Starting with the feet; personally my feet tend to get cold. So, the best solution I have found is two pairs of socks. The first pair is usually thin, like a summer sock, that is some sort of synthetic material. Over that I wear a heavier boot type sock. The thinner sock will help wick moisture away from your skin, while the heavy sock provides the insulation that you need. The combination of the two will keep your feet reasonably warm all day, even when everyone wants to stand around talking about their feelings.
Next, moving on up the body, the legs. Again, this is one of those things that it is really easy to over dress and end up too hot. I recommend your regular riding pants. But under those pants go wither either a pair of tights (like yoga pants, yeah I know super sexy) or if it is really cold a pair of heavier thermal underwear (long johns). If you do go the long-john route steer clear of the cheap cotton variety. I have found that thin tights work just fine in just about any temperature. Just like with the socks, the thin nylon tights wick moisture off the skin and offer a small amount of insulation, while at the same time your regular pants are offering the bulk of the insulation against the cold. Remember, dirt-bike riding is an active sport. Bulky clothes are great when you are sitting around the fire, but not when you are trying to navigate a rocky single track canyon.
Next on our list is your torso. Just like before, a thin base layer is where you should start. There are lots of work-out type under shirts that work just fine. Start with one of these next to the skin, then your jersey. If it's really cold out I have an insulated jersey that I will use. Normally the combination of the base layer, the jersey and my chest protector are enough to keep me nice and cozy. But if those are still not quite enough I also carry a light-weight wind breaker type jacket. Something small enough that it fits in my pack. Just keeping the wind from blowing through the mesh of your jersey is usually enough to stay nice and warm.
For your neck and head there are a few options. If you start early enough you can grow a cave-man beard and wa-la have natural insulation. But, that's not an option for everyone. So I recommend a thin balaclava under your helmet (one of those Ninja masks). There are several varieties of balaclava's out there. Personally I stay with the very light-weight kind. They are generally enough to keep the wind off the skin but don't over-heat your noggin in the process.

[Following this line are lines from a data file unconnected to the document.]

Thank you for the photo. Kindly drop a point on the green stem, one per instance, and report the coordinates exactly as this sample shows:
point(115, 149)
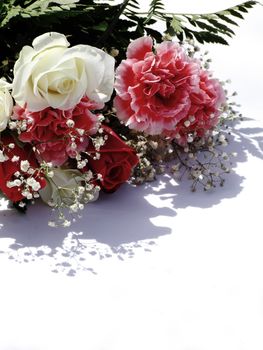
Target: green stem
point(113, 23)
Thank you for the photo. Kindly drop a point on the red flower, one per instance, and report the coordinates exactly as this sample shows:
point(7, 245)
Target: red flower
point(204, 112)
point(11, 170)
point(51, 130)
point(116, 161)
point(153, 88)
point(165, 92)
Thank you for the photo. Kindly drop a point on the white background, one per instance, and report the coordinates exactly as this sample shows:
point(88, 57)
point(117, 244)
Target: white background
point(154, 267)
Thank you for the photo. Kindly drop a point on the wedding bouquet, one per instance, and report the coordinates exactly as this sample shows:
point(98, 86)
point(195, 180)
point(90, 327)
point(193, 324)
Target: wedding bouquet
point(118, 105)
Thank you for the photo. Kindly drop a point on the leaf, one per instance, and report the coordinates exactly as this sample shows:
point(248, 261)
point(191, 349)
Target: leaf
point(176, 24)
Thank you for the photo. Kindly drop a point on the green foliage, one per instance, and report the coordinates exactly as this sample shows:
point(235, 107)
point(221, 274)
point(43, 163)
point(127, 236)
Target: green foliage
point(104, 24)
point(211, 28)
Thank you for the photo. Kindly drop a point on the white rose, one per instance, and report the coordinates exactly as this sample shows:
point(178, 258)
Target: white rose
point(50, 74)
point(61, 187)
point(6, 104)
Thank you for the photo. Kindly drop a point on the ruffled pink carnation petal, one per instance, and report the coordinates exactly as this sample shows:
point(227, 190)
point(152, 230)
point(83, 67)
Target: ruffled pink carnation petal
point(139, 47)
point(204, 112)
point(153, 90)
point(166, 92)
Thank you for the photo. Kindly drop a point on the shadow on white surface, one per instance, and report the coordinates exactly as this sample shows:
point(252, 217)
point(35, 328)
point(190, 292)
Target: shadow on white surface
point(121, 224)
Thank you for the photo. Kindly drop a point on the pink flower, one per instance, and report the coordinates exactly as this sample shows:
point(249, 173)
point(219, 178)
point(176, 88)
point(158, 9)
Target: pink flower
point(51, 131)
point(153, 89)
point(204, 111)
point(166, 92)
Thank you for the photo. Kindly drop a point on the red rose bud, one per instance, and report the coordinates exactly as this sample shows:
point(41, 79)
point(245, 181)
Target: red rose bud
point(116, 161)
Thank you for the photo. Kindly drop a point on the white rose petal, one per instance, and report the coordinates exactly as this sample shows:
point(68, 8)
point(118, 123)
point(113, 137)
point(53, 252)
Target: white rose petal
point(50, 74)
point(6, 104)
point(65, 182)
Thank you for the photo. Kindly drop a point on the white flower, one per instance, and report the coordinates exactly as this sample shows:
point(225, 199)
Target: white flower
point(50, 74)
point(6, 104)
point(63, 187)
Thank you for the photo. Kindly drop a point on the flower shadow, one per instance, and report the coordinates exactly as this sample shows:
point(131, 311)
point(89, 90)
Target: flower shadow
point(118, 225)
point(110, 227)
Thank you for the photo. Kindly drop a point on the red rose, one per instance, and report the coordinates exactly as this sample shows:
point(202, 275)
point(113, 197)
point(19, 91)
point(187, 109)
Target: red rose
point(48, 130)
point(10, 166)
point(116, 161)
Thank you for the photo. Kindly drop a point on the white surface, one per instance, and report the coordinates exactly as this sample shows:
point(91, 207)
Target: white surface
point(154, 267)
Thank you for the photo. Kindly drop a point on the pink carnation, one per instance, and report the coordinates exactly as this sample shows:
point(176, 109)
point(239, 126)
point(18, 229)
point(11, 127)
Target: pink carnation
point(158, 91)
point(204, 111)
point(51, 130)
point(153, 88)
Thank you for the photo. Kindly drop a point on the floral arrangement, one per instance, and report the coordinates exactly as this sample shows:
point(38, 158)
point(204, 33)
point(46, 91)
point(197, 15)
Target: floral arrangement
point(78, 119)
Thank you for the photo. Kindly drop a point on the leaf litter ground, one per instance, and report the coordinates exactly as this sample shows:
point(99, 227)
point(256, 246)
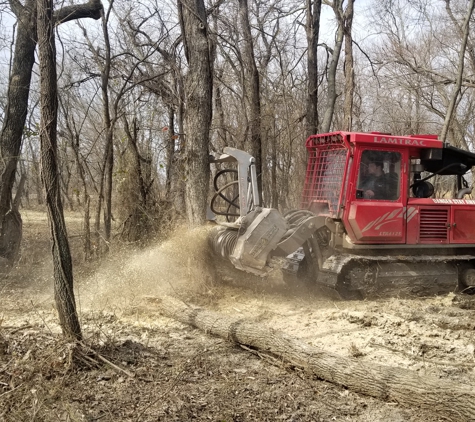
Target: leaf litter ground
point(145, 367)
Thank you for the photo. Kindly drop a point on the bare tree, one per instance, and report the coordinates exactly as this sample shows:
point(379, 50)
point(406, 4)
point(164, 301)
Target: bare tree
point(314, 8)
point(465, 28)
point(17, 107)
point(251, 87)
point(198, 103)
point(63, 271)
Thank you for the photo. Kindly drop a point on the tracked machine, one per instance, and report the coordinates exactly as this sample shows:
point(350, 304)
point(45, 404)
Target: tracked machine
point(368, 225)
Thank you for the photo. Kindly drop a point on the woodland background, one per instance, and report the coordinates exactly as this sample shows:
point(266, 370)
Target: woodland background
point(113, 108)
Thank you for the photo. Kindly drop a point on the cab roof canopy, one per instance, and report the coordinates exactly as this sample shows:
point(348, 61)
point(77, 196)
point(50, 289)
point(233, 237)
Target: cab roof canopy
point(447, 160)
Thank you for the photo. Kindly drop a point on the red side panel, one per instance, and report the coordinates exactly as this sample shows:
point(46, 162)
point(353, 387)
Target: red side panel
point(377, 222)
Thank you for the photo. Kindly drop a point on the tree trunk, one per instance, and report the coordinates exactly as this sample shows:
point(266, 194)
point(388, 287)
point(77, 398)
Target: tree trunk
point(251, 88)
point(332, 69)
point(63, 271)
point(17, 101)
point(455, 402)
point(14, 122)
point(198, 112)
point(349, 67)
point(314, 8)
point(458, 83)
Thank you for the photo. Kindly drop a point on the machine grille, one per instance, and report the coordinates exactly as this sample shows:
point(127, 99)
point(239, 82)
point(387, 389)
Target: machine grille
point(326, 171)
point(433, 224)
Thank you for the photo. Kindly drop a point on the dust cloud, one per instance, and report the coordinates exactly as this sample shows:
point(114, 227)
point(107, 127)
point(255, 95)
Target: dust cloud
point(179, 266)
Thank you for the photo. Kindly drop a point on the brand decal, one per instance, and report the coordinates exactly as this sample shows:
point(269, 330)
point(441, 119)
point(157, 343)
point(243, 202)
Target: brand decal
point(389, 217)
point(399, 141)
point(454, 201)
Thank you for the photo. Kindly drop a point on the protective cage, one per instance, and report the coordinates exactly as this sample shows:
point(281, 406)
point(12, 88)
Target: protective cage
point(326, 172)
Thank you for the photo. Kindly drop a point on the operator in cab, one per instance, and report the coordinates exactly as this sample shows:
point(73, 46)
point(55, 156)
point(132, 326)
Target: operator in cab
point(376, 184)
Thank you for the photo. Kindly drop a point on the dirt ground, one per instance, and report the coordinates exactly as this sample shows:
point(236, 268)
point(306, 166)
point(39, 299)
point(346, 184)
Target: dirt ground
point(142, 366)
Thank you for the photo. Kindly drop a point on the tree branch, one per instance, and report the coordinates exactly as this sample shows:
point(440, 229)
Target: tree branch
point(91, 9)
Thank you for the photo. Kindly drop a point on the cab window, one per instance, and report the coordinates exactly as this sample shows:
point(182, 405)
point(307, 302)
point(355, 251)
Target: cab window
point(379, 175)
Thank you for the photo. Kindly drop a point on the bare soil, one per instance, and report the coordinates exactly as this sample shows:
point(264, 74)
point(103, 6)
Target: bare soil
point(141, 366)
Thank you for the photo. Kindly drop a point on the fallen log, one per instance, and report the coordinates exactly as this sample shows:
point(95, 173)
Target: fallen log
point(455, 402)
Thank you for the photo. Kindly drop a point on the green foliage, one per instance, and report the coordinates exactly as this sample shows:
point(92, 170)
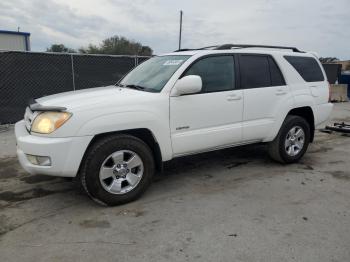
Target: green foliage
point(60, 48)
point(328, 59)
point(118, 45)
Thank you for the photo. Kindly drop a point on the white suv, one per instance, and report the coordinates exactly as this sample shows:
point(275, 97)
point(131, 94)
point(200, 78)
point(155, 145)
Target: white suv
point(186, 102)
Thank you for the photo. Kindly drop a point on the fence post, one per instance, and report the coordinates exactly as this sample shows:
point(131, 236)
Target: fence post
point(73, 76)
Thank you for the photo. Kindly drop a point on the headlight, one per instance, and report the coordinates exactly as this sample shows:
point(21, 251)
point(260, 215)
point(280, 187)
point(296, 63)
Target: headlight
point(47, 122)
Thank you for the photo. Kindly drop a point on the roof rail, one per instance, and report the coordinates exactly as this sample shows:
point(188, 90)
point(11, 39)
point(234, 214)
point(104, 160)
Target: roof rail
point(230, 46)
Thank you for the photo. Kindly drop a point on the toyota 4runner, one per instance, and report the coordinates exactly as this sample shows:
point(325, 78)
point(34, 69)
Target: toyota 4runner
point(190, 101)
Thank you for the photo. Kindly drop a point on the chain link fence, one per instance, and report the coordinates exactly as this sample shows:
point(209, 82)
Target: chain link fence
point(26, 75)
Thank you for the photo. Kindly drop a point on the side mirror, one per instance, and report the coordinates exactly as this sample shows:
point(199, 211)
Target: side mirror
point(187, 85)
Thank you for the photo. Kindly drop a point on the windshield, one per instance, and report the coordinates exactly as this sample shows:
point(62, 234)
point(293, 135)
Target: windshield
point(153, 74)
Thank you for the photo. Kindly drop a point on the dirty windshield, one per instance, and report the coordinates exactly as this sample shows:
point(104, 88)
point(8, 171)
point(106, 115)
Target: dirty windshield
point(153, 74)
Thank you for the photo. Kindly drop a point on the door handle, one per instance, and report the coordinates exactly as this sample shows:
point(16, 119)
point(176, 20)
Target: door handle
point(280, 92)
point(234, 97)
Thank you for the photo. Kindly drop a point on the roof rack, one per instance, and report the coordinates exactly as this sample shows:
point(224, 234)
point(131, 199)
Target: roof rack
point(231, 46)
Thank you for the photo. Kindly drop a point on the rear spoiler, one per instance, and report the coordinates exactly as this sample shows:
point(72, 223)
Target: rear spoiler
point(35, 106)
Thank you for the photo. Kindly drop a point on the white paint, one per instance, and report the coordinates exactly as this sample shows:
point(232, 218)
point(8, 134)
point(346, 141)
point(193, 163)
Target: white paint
point(181, 125)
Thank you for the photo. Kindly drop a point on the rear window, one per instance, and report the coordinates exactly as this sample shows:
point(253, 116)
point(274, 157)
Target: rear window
point(307, 67)
point(259, 71)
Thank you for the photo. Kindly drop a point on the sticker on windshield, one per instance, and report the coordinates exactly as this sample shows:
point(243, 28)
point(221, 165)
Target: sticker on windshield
point(173, 62)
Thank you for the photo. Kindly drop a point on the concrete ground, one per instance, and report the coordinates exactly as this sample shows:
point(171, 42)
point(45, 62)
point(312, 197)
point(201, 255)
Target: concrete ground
point(230, 205)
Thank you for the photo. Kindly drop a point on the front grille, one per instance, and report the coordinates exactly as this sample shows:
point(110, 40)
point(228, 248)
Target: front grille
point(28, 118)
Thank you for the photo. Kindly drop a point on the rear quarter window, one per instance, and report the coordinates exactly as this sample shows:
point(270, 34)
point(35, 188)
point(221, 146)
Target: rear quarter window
point(307, 67)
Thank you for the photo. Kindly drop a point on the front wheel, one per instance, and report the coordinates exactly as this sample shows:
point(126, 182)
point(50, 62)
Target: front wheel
point(292, 140)
point(117, 169)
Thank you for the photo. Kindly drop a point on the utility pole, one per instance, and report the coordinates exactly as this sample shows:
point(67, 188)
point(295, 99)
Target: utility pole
point(180, 35)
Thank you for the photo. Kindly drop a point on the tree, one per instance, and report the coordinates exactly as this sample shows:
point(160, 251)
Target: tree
point(328, 59)
point(60, 48)
point(118, 45)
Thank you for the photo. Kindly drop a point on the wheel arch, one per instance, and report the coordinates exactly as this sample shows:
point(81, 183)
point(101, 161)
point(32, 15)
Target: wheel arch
point(306, 113)
point(143, 134)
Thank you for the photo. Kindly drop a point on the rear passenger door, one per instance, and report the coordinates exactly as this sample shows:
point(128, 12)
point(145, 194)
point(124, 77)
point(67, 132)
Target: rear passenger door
point(265, 95)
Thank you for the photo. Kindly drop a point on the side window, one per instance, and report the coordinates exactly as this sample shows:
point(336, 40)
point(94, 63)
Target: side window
point(307, 67)
point(255, 71)
point(276, 75)
point(217, 73)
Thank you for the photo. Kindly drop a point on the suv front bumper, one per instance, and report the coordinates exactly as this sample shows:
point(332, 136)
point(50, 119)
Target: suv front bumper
point(65, 153)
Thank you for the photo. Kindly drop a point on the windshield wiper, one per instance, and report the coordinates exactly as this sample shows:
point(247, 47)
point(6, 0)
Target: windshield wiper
point(137, 87)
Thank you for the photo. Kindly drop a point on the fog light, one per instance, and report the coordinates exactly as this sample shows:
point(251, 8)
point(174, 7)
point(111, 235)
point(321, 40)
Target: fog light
point(39, 160)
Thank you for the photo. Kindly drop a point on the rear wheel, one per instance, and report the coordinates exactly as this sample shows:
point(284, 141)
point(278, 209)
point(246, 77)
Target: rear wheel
point(292, 140)
point(117, 169)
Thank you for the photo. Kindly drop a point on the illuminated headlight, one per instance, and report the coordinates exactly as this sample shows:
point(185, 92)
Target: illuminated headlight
point(47, 122)
point(39, 160)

Last, but not least are your hands. The hands are probably one of the hardest things to get warm when you are riding. I have tried using a variety of techniques to overcome this problem , including heavy snow gloves. But I have found that thick gloves are very uncomfortable and tend to impede the handlebar controls. So, what I have found that works for me is to to carry two sets of gloves. I start off with a pair of Fox Polar Paws. These are actual dirt-bike gloves but they are thicker on the back of the hand, but the palm side is normal thickness so they don't feel as bulky. For some, that may be all you need. Personally I don't like the bulky feeling on my hands. So, once I am warmed up a bit, I put the Polar Paws away an switch to my regular gloves. When there is stop of some sort, if my hands are getting cold I just put them in front of the exhaust while the bike is running or even hold onto the muffler if it is not. Normally, while I am riding, the combination of my own body heat and the little bit of wind-break from my hand guards is enough to keep my hands comfortable. Also, by switching out, I have a dry pair of gloves in my pack if I need them. Another technique that works reasonably well if you don't want to spend the money is go and get yourself a pair of those knit gloves that look really small but stretch to fit your hand and then wear those inside your normal gloves. I have also talked to people that wear latex gloves under their regular gloves, but that's a little too hot and steamy for my taste.
Having said all that about how to dress, keep in mind that riding in the winter has it's own set of problems. So always be prepared. You should carry an emergency blanket in your pack, some way to make a fire and maybe a couple of hand-warmer packets. You never know when you may find yourself in a bad situation and having to hang-out in the cold for a while.